Sociological study reflects high financial malfeasance rates in largest US corporations

WASHINGTON, DC — The need to “fix” or restate financial statements is an admission by corporate management that these reports (prior to their being corrected) to the government and the investing public misrepresented the corporations’ financial positions, Texas A&M University sociology professor Harland Prechel reports in a research paper published in the June 2010 issue of the American Sociological Review (ASR).

Prechel and Theresa Morris of Trinity College in Hartford, Connecticut, examined the revised statements from hundreds of the largest U.S. companies between 1995 and 2004, then co-authored the paper, titled “The Effects of Organizational and Political Embeddedness on Financial Malfeasance in the Largest U.S. Corporations: Dependence, Incentives, and Opportunities.”

The researchers’ analysis examines restatements that occurred after Congress passed the 2001 Sarbanes-Oxley Act, which held chief financial officers (CFOs) and chief executive officers (CEOs) personally responsible for corporate violations of security and exchange laws. Soon after this legislation was passed, the number of financial restatements rapidly increased. After eliminating the legitimate reasons for financial restatements such as accounting rule changes, their analysis shows that over 21 percent of the corporations in their study group restated their finances at least once, and some as many as seven times, during the study period.

Their research centers on financial statements, corporate structure, and politics. And the findings have important implications for public policy, Prechel says. “The corporate and state structures enacted in the late 20th century were the outcome of a long-term, well-financed and systematic political strategy that provided managers with unprecedented power, autonomy, and opportunity to engage in financial malfeasance,” the paper’s summary states.

There are three main findings from their quantitative analysis. First, capital dependence on investors creates incentives to engage in financial malfeasance. Second, managerial strategies to increase shareholder value create incentives to engage in financial malfeasance. Third, the multilayer-subsidiary form and the political structure permitting corporate political action committees’ (PAC) contributions create opportunities to engage in financial malfeasance.

A key point of the analysis, Prechel says, is that the multilayer-subsidiary business model, where parent companies own multiple legally independent subsidiary corporations, creates opportunities for managers to engage in financial malfeasance by overstating the value of the assets in these corporate entities. Prechel says that one case of improper reporting involved Enron, which overstated the value in one of its subsidiaries by $256 million.

He says he and Morris focus on the concept of “malfeasance” — an act that violates a law or a rule (or violates their intent) established by a government agency or a nongovernmental organization responsible for corporate financial oversight — rather than “crime,” because behaviors that are legal may still mislead investors, especially small investors, due to information asymmetry (i.e., when one party (e.g., the company) has access to information that the other (e.g., investor) lacks).

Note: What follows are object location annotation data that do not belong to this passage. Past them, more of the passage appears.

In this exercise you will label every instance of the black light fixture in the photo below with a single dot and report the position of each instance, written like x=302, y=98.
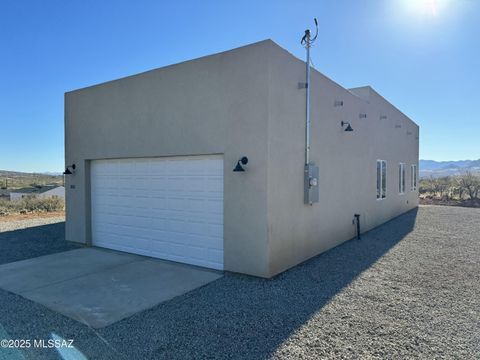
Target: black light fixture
x=348, y=128
x=239, y=167
x=68, y=171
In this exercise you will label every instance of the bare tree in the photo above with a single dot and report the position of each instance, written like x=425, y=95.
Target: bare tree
x=471, y=184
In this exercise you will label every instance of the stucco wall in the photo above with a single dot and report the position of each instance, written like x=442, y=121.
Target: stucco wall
x=213, y=105
x=247, y=102
x=346, y=160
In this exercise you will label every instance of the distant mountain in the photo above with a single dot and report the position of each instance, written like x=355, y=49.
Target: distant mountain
x=14, y=179
x=431, y=168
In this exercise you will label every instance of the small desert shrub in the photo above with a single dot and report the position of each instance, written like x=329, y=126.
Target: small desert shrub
x=31, y=204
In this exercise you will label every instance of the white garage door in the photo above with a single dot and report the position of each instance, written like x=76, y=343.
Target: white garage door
x=170, y=208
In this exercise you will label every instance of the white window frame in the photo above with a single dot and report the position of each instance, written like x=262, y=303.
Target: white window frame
x=381, y=179
x=413, y=177
x=401, y=178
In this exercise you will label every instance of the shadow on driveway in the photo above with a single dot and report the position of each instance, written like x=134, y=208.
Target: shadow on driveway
x=235, y=317
x=243, y=317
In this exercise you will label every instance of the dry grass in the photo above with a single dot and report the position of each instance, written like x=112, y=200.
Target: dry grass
x=30, y=204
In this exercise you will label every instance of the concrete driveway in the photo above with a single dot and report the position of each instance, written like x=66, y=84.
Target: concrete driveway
x=98, y=286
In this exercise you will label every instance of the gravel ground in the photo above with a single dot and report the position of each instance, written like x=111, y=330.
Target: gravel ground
x=24, y=239
x=408, y=289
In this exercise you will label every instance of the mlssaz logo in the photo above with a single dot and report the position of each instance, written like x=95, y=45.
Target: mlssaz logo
x=50, y=343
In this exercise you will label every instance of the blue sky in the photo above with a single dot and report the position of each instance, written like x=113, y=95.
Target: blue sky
x=422, y=55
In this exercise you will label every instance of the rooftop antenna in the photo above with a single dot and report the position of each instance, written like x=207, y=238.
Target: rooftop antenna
x=311, y=171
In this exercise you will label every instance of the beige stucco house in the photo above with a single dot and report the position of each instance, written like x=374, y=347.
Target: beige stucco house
x=154, y=155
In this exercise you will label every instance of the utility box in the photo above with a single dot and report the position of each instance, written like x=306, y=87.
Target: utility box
x=311, y=193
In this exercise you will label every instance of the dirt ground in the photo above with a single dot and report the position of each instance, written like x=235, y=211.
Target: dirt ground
x=19, y=217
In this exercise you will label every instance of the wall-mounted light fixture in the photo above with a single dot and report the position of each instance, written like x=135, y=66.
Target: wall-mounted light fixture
x=68, y=171
x=348, y=128
x=239, y=167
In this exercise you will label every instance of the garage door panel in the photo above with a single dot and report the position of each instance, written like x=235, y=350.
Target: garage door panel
x=170, y=208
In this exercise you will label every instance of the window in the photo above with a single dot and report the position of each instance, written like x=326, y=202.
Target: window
x=401, y=178
x=381, y=179
x=413, y=178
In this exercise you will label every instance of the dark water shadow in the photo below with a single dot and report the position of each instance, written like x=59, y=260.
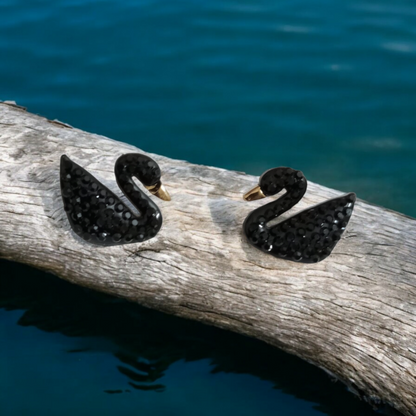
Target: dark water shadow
x=147, y=342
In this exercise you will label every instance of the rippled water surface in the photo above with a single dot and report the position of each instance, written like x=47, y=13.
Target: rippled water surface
x=322, y=86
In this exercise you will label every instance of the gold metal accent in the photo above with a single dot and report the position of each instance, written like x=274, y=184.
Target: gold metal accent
x=159, y=190
x=255, y=193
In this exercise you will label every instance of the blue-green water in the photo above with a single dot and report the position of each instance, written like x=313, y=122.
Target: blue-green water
x=323, y=86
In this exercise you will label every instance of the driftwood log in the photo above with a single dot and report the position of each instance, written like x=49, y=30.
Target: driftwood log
x=354, y=314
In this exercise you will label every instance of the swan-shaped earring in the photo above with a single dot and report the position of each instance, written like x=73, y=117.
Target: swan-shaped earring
x=308, y=236
x=100, y=217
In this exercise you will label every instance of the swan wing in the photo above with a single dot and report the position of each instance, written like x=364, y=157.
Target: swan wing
x=95, y=213
x=311, y=235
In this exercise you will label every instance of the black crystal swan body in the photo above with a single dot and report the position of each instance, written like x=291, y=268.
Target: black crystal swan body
x=98, y=216
x=307, y=237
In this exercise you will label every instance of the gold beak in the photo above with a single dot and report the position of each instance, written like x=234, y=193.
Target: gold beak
x=159, y=190
x=255, y=193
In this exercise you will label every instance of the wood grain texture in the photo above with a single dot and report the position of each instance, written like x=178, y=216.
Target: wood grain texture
x=353, y=314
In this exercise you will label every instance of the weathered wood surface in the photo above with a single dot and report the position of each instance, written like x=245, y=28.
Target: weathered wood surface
x=353, y=314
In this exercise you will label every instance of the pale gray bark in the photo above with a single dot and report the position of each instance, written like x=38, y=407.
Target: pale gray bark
x=354, y=314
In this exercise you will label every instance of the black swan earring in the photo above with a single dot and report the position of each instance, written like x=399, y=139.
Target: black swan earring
x=100, y=217
x=309, y=236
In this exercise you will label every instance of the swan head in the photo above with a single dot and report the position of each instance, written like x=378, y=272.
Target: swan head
x=274, y=181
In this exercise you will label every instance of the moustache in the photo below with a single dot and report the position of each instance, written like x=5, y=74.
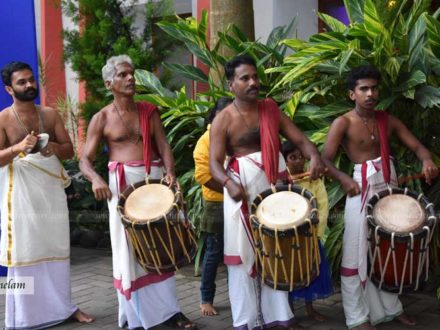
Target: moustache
x=253, y=89
x=30, y=89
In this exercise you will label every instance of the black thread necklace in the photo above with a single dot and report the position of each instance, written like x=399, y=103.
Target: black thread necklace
x=365, y=122
x=134, y=134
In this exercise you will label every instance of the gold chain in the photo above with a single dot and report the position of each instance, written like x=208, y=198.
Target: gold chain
x=134, y=135
x=364, y=121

Individual investors are vulnerable when they invest in corporations directly or via mutual funds, Prechel says. “There are opportunities for management to engage in financial malfeasance that investors aren’t even aware of,” he explains. “Management is aware of the true financial picture, while individual investors are not.”

Companies that do not use the multilayer subsidiaries form file revisions less frequently, Prechel says.

“The more subsidiaries a parent company has, the higher the likelihood it will restate its finances,” he says. “But, in the cases that were included in the analysis, there is no good reason for management to not understand their corporation’s financial status.”

He says Congress could fix the problem by reinstating the tax on capital transfers that it removed in 1986.

About the American Sociological Association and the American Sociological Review

The American Sociological Association (www.asanet.org), founded in 1905, is a non-profit membership association dedicated to serving sociologists in their work, advancing sociology as a science and profession, and promoting the contributions to and use of sociology by society. The American Sociological Review is the ASA’s flagship journal.